Calcium deposits in the extracellular matrix, characteristic of osteogenic differentiation, were stained red using Alizarin Red S. As shown in the images, aMSCs differentiated in the presence of all xSCZE substrates in the osteogenic lineage (Figure 11). The quantification of the Alizarin Red S dye is proportional to the production of deposited calcium-containing extracellular matrix. As shown in Figure 11a, aMSCs differentiated in the presence of the xSCZE substrates showed a statistically comparable amount of Alizarin Red S compared to the positive control (aMSC in the absence of substrates). While aMSC differentiated in the presence of the CZE sample produced deposits of calcium in the extracellular matrix is 1.32 times higher than in the positive cell control resulting statistically significant p < 0.05 (Figure 11a). The images in Figure 11b depict the osteogenic differentiation of AMSCs under different experimental conditions, after staining with Alizarin Red S.

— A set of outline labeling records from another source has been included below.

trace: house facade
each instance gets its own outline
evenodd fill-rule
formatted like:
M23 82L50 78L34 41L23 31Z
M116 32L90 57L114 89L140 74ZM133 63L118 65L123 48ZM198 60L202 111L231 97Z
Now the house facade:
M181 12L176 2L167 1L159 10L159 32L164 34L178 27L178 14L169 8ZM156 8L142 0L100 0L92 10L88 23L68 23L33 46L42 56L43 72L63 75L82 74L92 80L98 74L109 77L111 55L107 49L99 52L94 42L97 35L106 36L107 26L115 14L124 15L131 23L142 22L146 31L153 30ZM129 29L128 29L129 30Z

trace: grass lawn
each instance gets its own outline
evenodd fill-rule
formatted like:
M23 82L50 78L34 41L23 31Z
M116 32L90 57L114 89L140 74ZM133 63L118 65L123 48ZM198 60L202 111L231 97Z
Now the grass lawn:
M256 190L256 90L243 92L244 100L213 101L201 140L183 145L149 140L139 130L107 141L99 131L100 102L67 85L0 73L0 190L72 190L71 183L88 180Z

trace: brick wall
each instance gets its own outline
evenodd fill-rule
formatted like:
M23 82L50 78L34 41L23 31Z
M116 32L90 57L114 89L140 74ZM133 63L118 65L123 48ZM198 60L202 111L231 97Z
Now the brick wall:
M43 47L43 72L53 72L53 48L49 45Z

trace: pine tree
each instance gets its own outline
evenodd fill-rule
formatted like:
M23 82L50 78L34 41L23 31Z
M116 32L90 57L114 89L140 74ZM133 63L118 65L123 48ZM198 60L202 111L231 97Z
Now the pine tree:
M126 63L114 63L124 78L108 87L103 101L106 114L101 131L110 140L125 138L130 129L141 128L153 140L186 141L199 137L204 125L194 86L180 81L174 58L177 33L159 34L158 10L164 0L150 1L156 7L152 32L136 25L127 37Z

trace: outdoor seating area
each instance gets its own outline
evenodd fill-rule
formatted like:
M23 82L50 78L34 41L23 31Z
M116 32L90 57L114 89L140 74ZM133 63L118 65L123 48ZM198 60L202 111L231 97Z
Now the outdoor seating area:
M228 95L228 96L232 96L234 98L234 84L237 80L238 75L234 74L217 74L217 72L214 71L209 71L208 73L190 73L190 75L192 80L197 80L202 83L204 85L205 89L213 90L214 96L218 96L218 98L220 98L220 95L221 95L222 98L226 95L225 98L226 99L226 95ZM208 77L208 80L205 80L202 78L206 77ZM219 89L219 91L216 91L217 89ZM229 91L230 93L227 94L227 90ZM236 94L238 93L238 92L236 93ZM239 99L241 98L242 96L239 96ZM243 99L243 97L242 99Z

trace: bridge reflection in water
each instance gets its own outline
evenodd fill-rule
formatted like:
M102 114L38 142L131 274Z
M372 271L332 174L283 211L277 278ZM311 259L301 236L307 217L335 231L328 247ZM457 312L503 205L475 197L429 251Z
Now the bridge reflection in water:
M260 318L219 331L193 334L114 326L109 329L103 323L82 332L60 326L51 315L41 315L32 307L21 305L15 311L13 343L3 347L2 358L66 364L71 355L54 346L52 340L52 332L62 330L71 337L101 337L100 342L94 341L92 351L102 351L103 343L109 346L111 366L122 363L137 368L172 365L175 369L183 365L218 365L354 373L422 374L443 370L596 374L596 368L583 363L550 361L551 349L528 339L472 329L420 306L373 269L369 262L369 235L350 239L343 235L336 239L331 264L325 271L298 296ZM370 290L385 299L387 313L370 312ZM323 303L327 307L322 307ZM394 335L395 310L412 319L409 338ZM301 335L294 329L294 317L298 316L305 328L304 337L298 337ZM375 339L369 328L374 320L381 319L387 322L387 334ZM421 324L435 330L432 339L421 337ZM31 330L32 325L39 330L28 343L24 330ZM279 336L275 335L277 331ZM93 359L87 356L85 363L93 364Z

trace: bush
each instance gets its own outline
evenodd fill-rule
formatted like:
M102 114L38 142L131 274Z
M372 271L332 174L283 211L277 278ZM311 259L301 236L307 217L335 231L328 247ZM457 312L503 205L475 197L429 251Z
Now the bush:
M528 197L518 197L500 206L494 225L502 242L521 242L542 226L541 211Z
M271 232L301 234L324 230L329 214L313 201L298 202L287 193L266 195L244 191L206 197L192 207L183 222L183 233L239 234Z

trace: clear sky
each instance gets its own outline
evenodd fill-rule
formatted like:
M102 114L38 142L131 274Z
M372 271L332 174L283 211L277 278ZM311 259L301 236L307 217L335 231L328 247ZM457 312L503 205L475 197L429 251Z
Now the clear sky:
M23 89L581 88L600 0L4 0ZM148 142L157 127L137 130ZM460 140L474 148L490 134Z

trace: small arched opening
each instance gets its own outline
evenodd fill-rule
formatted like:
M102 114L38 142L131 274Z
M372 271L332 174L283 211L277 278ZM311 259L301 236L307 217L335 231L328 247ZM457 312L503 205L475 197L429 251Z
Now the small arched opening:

3.7. Antibacterial Activity

The results of the growth of microorganisms (E. coli, S. aureus, P. aeruginosa, E. faecalis, and C. albicans) in the absence and presence of xSCZE are shown in Figure 12. The positive control is represented by microorganisms grown in the absence of substrates. The growth of each microorganism was evaluated after 24 h of incubation at the optimal growth temperature. The percentage of growth and the standard deviation (SD) are obtained from the mean of three independent experiments.

As reported in the graphs of Figure 12, the differences in the growth percentage of S. aureus, P. aeruginosa, and C. albicans in the presence of xSCZE compared to the control are not statistically significant. The inhibition of E. coli growth in the presence of CZE, 1.5SCZE, 3SCZE, 4.5SCZE, 6SCZE, 7.5SCZE, and SZE is always statistically significant compared to the control growth. In particular, in the presence of CZE the growth is 82.31%, in the presence of 1.5SCZE the growth is 67.93%, in the presence of 3SCZE the growth is 67.23%, in the presence of 4.5SCZE the growth is 66.62%, in the presence of 6SCZE the growth is 67.54%, in the presence of 7.5SCZE the growth is 81.29%, and in the presence of 8SZE the growth is 76.62%.

The inhibition of E. faecalis growth in the presence of CZE and 6SCZE is not statistically significant compared to the control growth. While the growth in the presence of 1.5SCZE is 73.16%, in the presence of 3SCZE it is 70.44%, in the presence of 4.5SCZE it is 81.93%, in the presence of 7.5SCZE it is 97.99%, and in the presence of SZE it is 81.81% statistically different from the control growth.

3.8. Dissolution Behavior

The PXRD data of the CZE, 3SCZE, and 6SCZE pellets after soaking for 7, 14, and 33 days in Tris-HCl buffer solution are shown in Figure 13a,c,d. The pellets were not grinded between the measurements. Figure 13b shows a comparison of dissolution behavior of the CZE sample in NaCl and Tris-HCl buffer solutions. It can be concluded that the dissolution rate in Tris-HCl buffer solutions is rather faster than in NaCl after 33 days of soaking (Figure 13b). The quantitative phase analysis reveals the formation of the hydroxyapatite-type (HAP) phase at 10 mas.% in Tris-HCl buffer solution (Figure 13b) in the Sr-free CZE sample. In NaCl solution only the formation of the amorphous layer can be observed after 33 days of soaking (Figure 11b). The pH of the solution is one of the factors influencing solubility. The HAP phases are likely to form in basic solutions, while the β-TCP phases require a neutral or slight acid pH. Tris-HCl buffer has pH = 7.6, while physiological solutions have pH = 6.5 [7]. So, this is one of the reasons why HAP is formed more in Tris-HCl buffer solution.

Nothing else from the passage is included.